No entanto, naquele julgamento firmou-se o entendimento de que a criação da 17ª Vara Criminal era questão alusiva à organização judiciária local, o que justificaria que o parlamento alagoano legislasse sobre a matéria, admitindo inclusive a titularidade coletiva.

Sem embargo das críticas que possa merecer a decisão da Corte Suprema, o fato é que, após o julgamento da ADI n.º 4414, surgiu no mundo jurídico a lei federal n.º 12.694, de 24 de julho de 2012, que dispõe sobre o processo e o julgamento colegiado em primeiro grau de jurisdição, de crimes praticados por organizações criminosas. A introdução da lei no ordenamento jurídico nacional altera sobremaneira o panorama jurídico sob o qual até então se discutia a questão.

Segundo o referido diploma legal, o juiz natural, no caso concreto que se lhe apresente, “poderá” instaurar o colegiado, indicando os motivos e as circunstâncias que acarretam risco à sua integridade física, em decisão fundamentada, da qual será dado conhecimento ao órgão correicional.

Diz ainda a lei federal, que o colegiado será formado pelo juiz do processo e por 2 (dois) outros juízes escolhidos por sorteio eletrônico dentre aqueles de competência criminal em exercício no primeiro grau de jurisdição.

Ora, se há lei federal disciplinando a matéria, estabelecendo procedimento próprio para a instauração do incidente de colegialidade, poderia o legislador alagoano criar um órgão colegiado especial e afastar o juiz natural que foi preservado e prestigiado na lei federal?

Há duas posições acerca da questão. Para alguns, a Vara pode ser criada sim, uma vez que passaria a ser o juízo natural de todas as causas criminais que envolvessem crime organizado.

Embora reconheça que a tese possa ser sedutora, para mim ela não resiste a uma análise mais criteriosa.
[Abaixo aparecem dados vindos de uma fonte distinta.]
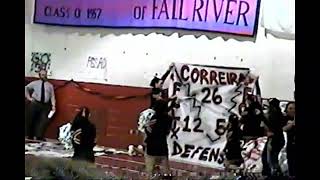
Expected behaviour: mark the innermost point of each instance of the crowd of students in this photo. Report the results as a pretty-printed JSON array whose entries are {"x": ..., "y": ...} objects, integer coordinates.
[{"x": 254, "y": 122}]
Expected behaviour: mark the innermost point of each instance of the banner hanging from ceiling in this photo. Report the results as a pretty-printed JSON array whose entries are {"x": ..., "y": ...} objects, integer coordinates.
[{"x": 226, "y": 16}]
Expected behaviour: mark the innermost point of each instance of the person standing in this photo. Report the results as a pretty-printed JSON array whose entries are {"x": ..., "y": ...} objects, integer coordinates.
[
  {"x": 83, "y": 136},
  {"x": 41, "y": 101},
  {"x": 273, "y": 126},
  {"x": 290, "y": 128}
]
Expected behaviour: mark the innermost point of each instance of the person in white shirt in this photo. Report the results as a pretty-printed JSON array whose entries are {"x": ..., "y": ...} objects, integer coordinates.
[{"x": 42, "y": 100}]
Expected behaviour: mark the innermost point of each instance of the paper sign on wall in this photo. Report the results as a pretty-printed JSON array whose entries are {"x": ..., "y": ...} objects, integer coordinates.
[{"x": 231, "y": 16}]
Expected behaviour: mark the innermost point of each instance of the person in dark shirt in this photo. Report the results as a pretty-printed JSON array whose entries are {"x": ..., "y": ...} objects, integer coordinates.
[
  {"x": 233, "y": 146},
  {"x": 83, "y": 136},
  {"x": 290, "y": 128},
  {"x": 251, "y": 119},
  {"x": 158, "y": 128},
  {"x": 273, "y": 126}
]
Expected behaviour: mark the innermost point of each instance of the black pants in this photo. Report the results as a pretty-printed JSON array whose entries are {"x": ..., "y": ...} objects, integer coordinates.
[
  {"x": 37, "y": 120},
  {"x": 291, "y": 156},
  {"x": 270, "y": 156}
]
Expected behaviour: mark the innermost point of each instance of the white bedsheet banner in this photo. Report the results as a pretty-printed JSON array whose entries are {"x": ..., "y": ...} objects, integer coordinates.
[
  {"x": 278, "y": 16},
  {"x": 208, "y": 95}
]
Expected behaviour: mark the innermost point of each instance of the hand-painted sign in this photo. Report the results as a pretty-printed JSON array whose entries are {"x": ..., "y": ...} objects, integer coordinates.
[{"x": 227, "y": 16}]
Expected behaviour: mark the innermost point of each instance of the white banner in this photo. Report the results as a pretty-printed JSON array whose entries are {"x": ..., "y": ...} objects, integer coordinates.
[{"x": 207, "y": 96}]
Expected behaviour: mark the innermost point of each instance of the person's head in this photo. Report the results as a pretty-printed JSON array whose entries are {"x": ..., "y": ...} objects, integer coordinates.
[
  {"x": 43, "y": 74},
  {"x": 274, "y": 104},
  {"x": 84, "y": 112},
  {"x": 233, "y": 122},
  {"x": 156, "y": 83},
  {"x": 250, "y": 99},
  {"x": 290, "y": 109}
]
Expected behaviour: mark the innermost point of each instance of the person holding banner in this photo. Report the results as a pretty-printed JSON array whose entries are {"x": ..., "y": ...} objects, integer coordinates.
[
  {"x": 158, "y": 129},
  {"x": 233, "y": 146},
  {"x": 251, "y": 119},
  {"x": 290, "y": 128},
  {"x": 273, "y": 126}
]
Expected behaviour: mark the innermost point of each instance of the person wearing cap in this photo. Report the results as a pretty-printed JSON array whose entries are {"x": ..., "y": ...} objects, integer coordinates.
[{"x": 273, "y": 127}]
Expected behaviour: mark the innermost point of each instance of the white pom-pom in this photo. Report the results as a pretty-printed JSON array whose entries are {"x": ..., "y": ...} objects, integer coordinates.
[
  {"x": 130, "y": 150},
  {"x": 140, "y": 147}
]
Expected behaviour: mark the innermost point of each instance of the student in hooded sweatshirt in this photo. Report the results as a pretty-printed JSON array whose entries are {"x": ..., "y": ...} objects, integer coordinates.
[{"x": 83, "y": 136}]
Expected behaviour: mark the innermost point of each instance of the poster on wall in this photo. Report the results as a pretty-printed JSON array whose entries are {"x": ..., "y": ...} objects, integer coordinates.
[
  {"x": 39, "y": 61},
  {"x": 233, "y": 16},
  {"x": 207, "y": 97},
  {"x": 94, "y": 67}
]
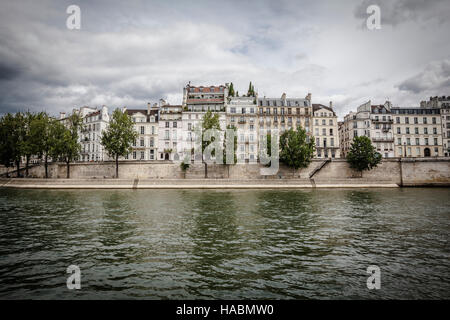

Penso que a Vara não poderia ser criada, pelo menos com titularidade múltipla, pois a instauração de colegiado em 1º grau é matéria excepcional, de natureza processual sim, que só pode ser disciplinada, como de fato já foi, por lei federal.

Mas seja qual for o entendimento que se adote uma coisa é certa: com o advento da referida lei federal fica patente a regra geral do juízo monocrático em 1º grau, admitindo-se a formação do colegiado somente se o juiz do caso, em decisão fundamentada, indicar motivos e circunstâncias que acarretem risco à sua integridade física.

Isso quer dizer que, mesmo admitindo a possibilidade de criação, por lei local, de uma vara especializada para tratar de matéria alusiva ao crime organizado, a titularidade não pode ser coletiva, uma vez que a instauração do colegiado não é automática, pressupondo a iniciativa do juiz natural.

Diga-se, ainda, que a lei federal estabelece que o colegiado será formado pelo juiz do processo e por dois outros juízes escolhidos por sorteio eletrônico dentre aqueles de competência criminal em exercício no primeiro grau de jurisdição.

Não há, portanto, segundo a lei federal, colegiado fixo e além disso os juízes sorteados têm competência limitada ao ato da convocação, ao contrário do que pretende o Projeto de Lei ora em trâmite na Assembleia Legislativa.

Constata-se, assim, que a lei federal ressalta a importância da preservação do juiz natural monocrático, cabendo somente a ele avaliar as circunstâncias do caso concreto e decidir acerca da formação do colegiado, o que gera, por conseguinte, o esvaziamento da 17ª Vara Criminal, pois na forma em que concebida, malgrado sirva ela ao modelo do direito penal do inimigo, é incompatível com a normatização advinda da lei federal.

Conclui-se, portanto, que é inócua a insistência em manter viva a vara especializada, que atua hoje sob escancarada ilegalidade.